International brands hoping to break into the Chinese market cannot rely on their global reputation but have to adapt, building an understanding of the local culture and digital ecosystem if they are to have any chance of success, an industry figure says.

In a WARC Best Practice paper, How international brands can succeed in China, Doreen Wang of BrandZ says that as Chinese consumers become more prosperous and sophisticated, they are less dazzled by global names.

BrandZ’s own research suggests that that while global brands are considered more distinctive, they have failed to keep pace with local expectations. “They are not gathering consumer insight and turning it into new products and services fast enough,” says Wang.

A crucial difference international brands need to be aware of is that aspirations often differ from those in the West, with consumers focused not on possessions but on brands’ ability to enhance their wellbeing and provide products that make life easier and more pleasant.

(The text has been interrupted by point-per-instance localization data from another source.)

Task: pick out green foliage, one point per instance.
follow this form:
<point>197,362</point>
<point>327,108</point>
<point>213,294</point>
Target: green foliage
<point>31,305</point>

As in any market, brands that want to compete for share of life in China must find ways to connect with and create experiences for consumers at the right time, using the most appropriate channels and media.

China, however, has created a different digital ecosystem where Baidu, Weibo and WeChat all play a part in creating a new conversation between consumers and brands, while Alibaba is the major e-commerce player; Google, Facebook and Amazon are not part of the picture.

China’s online retail ecosystem is in many ways now more advanced than in other markets: “Businesses need to look to the key local players in order to learn and apply new techniques and strategies that will engage consumers,” says Wang.

Many still undervalue the importance of mobile, she added. Ninety percent of Chinese internet users access the web using a mobile device, so it is vital to have a strong mobile presence that represents the brand in all its aspects: advertising and marketing, social communication, shopping, purchasing and payment.

Wang also advises long-term commitment, building trust and fostering links with the local distribution system; “China still operates on connections, or guanxi,” she notes.

To that end, employing local talent can indicate not only seriousness of intent but help access a ready-made network of contacts.